Heartbeat & Initiative · diagnostic note
Heartbeat Failure: The Gateway Zombie
A detailed note on why the April 13 evening parable heartbeat failed to run, the trail we followed to prove it, and the infrastructure lockup we found at the bottom.
On the evening of April 13, 2026, we deployed a new heartbeat preset designed to trigger only between 8:30 PM and 9:30 PM. Its job was to generate a "parable" artifact (image, voice, text), publish it to GitHub Pages, and send a Telegram notification. The window passed, but no artifact was created and no notification arrived.
1. Following the Evidence Trail
The next morning, we set out to understand why it failed. Our earlier diagnostics (from April 9) proved that successful heartbeat runs do not leave traces in the main chat transcript. Instead, they run in isolated background sessions and leave dedicated .jsonl logs in ~/.openclaw/agents/main/sessions/.
We searched the local session directory for any isolated sessions that fired during the 8:00 PM to 10:00 PM window on April 13.
2. The Missing Signal
We found absolutely zero heartbeat runs. The only background sessions firing during that window were from the internal Memory Dreaming Promotion cron job. There was no trace of the heartbeat runner attempting to read HEARTBEAT.md or execute its logic.
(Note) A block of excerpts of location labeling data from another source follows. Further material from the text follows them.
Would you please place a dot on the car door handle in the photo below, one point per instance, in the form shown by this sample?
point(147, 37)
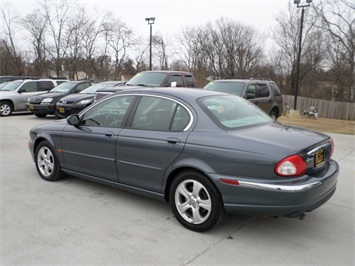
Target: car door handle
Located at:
point(109, 134)
point(173, 141)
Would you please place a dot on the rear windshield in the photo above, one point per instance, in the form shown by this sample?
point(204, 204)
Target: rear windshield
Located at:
point(235, 88)
point(153, 79)
point(231, 112)
point(64, 87)
point(12, 85)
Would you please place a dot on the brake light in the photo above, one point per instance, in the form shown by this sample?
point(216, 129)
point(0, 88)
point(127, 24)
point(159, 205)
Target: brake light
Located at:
point(293, 165)
point(332, 150)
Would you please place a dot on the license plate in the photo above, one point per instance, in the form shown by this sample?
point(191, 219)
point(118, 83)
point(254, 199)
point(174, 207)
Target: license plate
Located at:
point(319, 157)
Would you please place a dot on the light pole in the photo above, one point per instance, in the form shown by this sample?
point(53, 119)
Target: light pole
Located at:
point(299, 5)
point(150, 23)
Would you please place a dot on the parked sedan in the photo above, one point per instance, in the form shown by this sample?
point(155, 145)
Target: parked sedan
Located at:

The instructions were correct, but the runner was simply absent.
3. Discovering the Zombie Daemon
Because the heartbeat relies on the OpenClaw Gateway scheduler to trigger periodic ticks, we moved our search from the application logs to the host OS processes. Running a simple ps auxww | grep openclaw revealed the true culprit:
The openclaw-gateway background daemon was in a zombie/hung state. It had been running since April 11th, had chewed through ~61% of available RAM (24GB), and had completely frozen. Because the scheduler was locked up, the heartbeat tick never fired at 8:30 PM.
4. Resolution
The issue was not a configuration error, a prompt problem, or a silent model fallback. It was a straight infrastructure failure. We ran openclaw gateway restart to kill the hung process and bring the scheduler back online.
Lesson: When expected autonomy fails to trigger entirely, check the daemon. Even the best logic cannot execute if the clock itself has stopped.